While a doctor’s writings must be eminent, of importance for the Church, it is not required that they be numerous.

For example, while Saint Augustine and Saint Thomas Aquinas left copious writings, others like Saint Catherine of Siena and Saint Thérèse of Lisieux wrote comparatively little.

The second requirement is that the doctors themselves must have a high degree of holiness and be canonized saints.

Thus, an eminent theologian such as Cardinal Joseph Ratzinger – Pope Benedict XVI – could not be named a doctor of the Church, unless he were first canonized.

And third, it must be the pope himself who names someone a doctor of the Church. The first pope to do so was Pope Boniface VIII, who in 1298 proclaimed as doctors the four great Western Fathers of the Church, Saints Ambrose, Augustine, Jerome and Gregory the Great.

Corresponding to these were four great Eastern Fathers of the same period, Saints John Chrysostom, Basil the Great, Gregory of Nazianzus and Athanasius.

Although they had been considered as doctors early on, it was Pope Pius V who officially recognized them as such in 1568. Pope Pius V also declared his fellow Dominican Saint Thomas Aquinas a doctor, and Pope Sixtus V added Saint Bonaventure in 1588.

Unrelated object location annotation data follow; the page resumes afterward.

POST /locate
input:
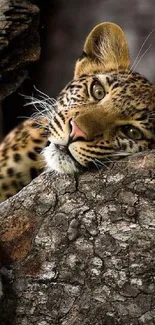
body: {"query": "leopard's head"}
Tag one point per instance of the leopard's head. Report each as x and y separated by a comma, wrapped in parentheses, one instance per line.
(106, 111)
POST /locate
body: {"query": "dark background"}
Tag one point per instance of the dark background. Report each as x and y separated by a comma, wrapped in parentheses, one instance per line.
(63, 28)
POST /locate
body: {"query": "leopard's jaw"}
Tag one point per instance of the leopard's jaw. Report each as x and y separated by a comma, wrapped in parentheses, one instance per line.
(105, 110)
(58, 160)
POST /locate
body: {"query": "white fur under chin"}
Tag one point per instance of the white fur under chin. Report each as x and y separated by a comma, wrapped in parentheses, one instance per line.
(58, 161)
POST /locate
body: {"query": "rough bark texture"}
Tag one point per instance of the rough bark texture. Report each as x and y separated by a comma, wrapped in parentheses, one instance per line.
(82, 251)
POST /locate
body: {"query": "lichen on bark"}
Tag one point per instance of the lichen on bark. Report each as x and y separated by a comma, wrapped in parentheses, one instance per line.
(81, 250)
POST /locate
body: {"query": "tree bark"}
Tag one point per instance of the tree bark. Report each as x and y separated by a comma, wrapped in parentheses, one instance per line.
(81, 250)
(19, 42)
(19, 46)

The number of doctors remained at 10 until the 18th century, when the number gradually increased up to our own time.

At present, counting Saint John Henry Newman, there are 38 doctors of the Church. Four of these are women: Saints Teresa of Avila, Catherine of Siena, Thérèse of Lisieux and Hildegard of Bingen.

As regards whether a layperson can be named a doctor of the Church, Saint Catherine of Siena was a laywoman, a member of what would later become the Third Order of Saint Dominic.

The most recent saints to be declared doctors were Saint Thérèse of Lisieux by Saint John Paul II in 1997, Saints John of Avila and Hildegard of Bingen by Pope Benedict XVI in 2012, Saints Gregory of Narek and Irenaeus of Lyon by Pope Francis in 2022, and Saint John Henry Newman by Pope Leo XIV in 2025, on the feast of All Saints.

In recent times, a number of recommendations have been recommended for being named doctors of the Church.

An obvious one is Saint John Paul II. In October 2019, the Polish bishops’ conference formally petitioned Pope Francis to consider making him a doctor of the Church in recognition of his contributions to theology, philosophy and Catholic literature, as well as the numerous formal documents of his papacy.

Another one is Saint Teresa Benedicta of the Cross, a Discalced Carmelite, who was born Edith Stein (1891-1942).

She had studied philosophy under the phenomenologist Edmund Husserl and wrote several books on philosophy, striving to combine phenomenology with the philosophy of Saint Thomas Aquinas. She was murdered in the gas chamber at the concentration camp Auschwitz II-Birkenau on Aug. 9, 1942. She came from a German Jewish family and converted to Catholicism in 1922.

In April 2024 during a private audience, the superior general of the Discalced Carmelites, Father Miguel Márquez Calle, made a formal request to Pope Francis to declare her a doctor of the Church.